LONDON (Reuters) - More than half of Britain’s small and medium-sized manufacturers have taken on debt to cope with reduced demand and disruption to supply chains caused by the COVID-19 pandemic, a survey showed on Monday.
The Manufacturing Growth Programme (MGP), an advisory service for smaller industrial companies, said 54% of manufacturers had taken out loans - something that could crimp future investment as they repay their debt.
Around six out of 10 manufacturers surveyed by MGP said orders had dropped and that supplier times had lengthened.

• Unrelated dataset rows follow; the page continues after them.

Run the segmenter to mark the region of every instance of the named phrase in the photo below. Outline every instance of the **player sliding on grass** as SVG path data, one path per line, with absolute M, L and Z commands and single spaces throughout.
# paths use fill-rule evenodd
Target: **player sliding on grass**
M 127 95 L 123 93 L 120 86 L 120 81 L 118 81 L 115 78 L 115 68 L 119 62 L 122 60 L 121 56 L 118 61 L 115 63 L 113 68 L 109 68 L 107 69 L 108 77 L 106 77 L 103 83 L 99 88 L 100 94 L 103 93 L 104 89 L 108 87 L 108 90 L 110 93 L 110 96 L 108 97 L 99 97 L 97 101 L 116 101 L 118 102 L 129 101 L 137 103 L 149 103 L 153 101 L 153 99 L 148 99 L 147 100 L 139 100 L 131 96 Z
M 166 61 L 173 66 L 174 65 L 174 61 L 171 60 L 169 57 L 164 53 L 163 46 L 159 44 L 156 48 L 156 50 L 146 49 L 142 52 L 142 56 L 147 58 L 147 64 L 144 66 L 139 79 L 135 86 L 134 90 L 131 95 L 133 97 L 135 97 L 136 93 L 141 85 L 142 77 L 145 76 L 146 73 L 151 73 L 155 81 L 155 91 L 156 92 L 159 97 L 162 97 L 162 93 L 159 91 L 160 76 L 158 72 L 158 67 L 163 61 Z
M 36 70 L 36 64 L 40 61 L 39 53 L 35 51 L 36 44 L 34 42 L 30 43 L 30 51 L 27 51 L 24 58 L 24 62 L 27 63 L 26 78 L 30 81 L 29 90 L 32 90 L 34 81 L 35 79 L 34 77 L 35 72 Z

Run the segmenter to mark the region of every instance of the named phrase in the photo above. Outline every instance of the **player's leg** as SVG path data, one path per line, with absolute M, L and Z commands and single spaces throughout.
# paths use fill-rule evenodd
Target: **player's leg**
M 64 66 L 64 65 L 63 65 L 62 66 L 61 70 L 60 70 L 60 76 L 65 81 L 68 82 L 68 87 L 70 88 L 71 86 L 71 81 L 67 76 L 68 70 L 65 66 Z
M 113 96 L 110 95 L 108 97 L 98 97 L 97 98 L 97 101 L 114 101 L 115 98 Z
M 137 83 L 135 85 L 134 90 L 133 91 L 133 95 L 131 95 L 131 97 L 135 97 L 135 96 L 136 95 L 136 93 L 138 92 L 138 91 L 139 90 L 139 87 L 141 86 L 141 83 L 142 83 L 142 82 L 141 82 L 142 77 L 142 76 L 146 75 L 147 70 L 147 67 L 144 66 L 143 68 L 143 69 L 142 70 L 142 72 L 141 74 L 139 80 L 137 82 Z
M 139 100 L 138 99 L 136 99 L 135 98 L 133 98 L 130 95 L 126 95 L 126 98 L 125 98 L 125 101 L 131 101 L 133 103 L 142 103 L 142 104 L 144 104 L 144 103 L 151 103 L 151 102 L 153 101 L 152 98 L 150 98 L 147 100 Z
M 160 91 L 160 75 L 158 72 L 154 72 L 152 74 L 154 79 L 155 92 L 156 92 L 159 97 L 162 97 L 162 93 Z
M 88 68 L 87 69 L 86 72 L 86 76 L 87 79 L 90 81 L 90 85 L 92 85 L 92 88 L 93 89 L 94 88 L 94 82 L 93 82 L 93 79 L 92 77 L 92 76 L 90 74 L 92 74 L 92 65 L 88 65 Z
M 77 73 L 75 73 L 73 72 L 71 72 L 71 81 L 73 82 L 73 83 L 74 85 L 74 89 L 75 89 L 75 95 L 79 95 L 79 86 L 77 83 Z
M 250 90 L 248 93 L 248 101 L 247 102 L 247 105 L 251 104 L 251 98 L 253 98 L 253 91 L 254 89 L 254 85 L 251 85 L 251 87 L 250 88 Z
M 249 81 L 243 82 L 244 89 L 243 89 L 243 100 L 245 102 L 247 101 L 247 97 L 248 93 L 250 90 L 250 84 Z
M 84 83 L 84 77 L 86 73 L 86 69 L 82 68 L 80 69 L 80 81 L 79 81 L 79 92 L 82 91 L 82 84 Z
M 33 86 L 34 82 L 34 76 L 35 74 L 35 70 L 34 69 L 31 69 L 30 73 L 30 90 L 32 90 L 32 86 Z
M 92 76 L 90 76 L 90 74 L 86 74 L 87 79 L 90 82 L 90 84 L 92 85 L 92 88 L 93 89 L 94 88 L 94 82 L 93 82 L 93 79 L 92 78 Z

Britain’s economy suffered a record slump in the second quarter and data last week showed manufacturing output remained about 9% lower than its pre-pandemic level as of August.
“The results raise important questions about resilience... particularly given the uncertainties in the economy,” said Martin Coats, MGP’s managing director.
“Everyone was aware of the drop in orders due to the national lockdown and global issues, but what hasn’t been so well documented is the production problems some companies are facing and how disruption is causing major issues with pricing, costs and delivery performance.”
Coats said the government urgently needed to look at targeted support for the supply chain to build a sustained recovery.
Small and medium companies across the economy have taken out more than 50 billion pounds ($65 billion) of state-backed loans under the government’s COVID-19 lending programmes.
MGP’s survey covered 289 companies during August and September.